I read recently in a history book about the invention of the MBA at Harvard. Business had been taught previously but after the stock market panic of 1907 it was felt there was a need for “better trained businessmen” so Harvard established a Graduate School and the MBA admitting 59 candidates in 1908.
Harvard developed their own definition of business: ‘making things to sell, at a profit, decently’.
“Two basic activities were identified by this definition: manufacturing, the act of production; and merchandising or marketing, the act of distribution”
– (The Modern Mind by Peter Watson, page 79).
And what a great success the MBA was. So successful that all sorts of institutions now offer MBAs. And in many cases they bear little resemblance to the original.

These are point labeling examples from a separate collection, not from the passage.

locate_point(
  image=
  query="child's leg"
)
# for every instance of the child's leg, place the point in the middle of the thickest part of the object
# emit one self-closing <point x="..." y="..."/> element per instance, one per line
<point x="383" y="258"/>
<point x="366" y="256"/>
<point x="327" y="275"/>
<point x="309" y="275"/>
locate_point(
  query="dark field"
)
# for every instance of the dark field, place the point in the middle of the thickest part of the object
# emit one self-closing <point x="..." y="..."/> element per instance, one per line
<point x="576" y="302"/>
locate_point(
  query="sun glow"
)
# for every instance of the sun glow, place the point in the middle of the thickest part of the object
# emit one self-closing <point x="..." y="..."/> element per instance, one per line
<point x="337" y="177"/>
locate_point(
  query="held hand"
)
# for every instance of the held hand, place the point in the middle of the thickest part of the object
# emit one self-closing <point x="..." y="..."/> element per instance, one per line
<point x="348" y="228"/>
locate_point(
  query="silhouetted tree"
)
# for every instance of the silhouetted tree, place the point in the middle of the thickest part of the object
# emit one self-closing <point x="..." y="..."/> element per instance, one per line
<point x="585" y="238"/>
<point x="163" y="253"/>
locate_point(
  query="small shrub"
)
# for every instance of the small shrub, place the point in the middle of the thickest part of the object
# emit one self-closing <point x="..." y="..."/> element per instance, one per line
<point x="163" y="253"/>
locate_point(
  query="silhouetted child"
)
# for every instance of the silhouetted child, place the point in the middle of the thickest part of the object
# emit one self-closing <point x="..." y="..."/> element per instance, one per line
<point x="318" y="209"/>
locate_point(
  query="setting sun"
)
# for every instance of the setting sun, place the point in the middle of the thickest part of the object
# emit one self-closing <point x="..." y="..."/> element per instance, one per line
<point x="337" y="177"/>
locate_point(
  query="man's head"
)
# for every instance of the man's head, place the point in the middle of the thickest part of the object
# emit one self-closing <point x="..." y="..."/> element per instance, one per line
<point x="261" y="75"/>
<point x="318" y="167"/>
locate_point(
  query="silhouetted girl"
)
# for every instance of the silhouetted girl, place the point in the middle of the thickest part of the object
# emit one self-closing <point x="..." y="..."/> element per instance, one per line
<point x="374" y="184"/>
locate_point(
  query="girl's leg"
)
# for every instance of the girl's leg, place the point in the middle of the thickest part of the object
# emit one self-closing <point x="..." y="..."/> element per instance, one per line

There are shoddy institutions with low academic standards offering MBAs but also old prestigious Universities have jumped on the bandwagon sometimes without the appropriate staff – old economics courses get rebranded as “MBA” and much teaching is done by part-time consultants.
The MBA has been such a marketplace success that product quality, and academic standards have not held up strongly.
It’s a pity because that original idea was clearly a winner.
I wonder if the emphasis on case studies was part of the problem. Case studies are fine for teaching analysis and consensus building, but they can distract from real knowledge. They tend to reinforce old myths and group-think. The teaching of engineers and doctors placing more emphasis on fundamental principles. Also the case study approach requires good moderators, rather than researchers at the top of their game. So MBA schools are staffed by many non researchers, or the research and the classroom become separated from one another.
As I said, it’s a pity because the original idea of the MBA was clearly a winner. “Making things to sell, at a profit, decently”.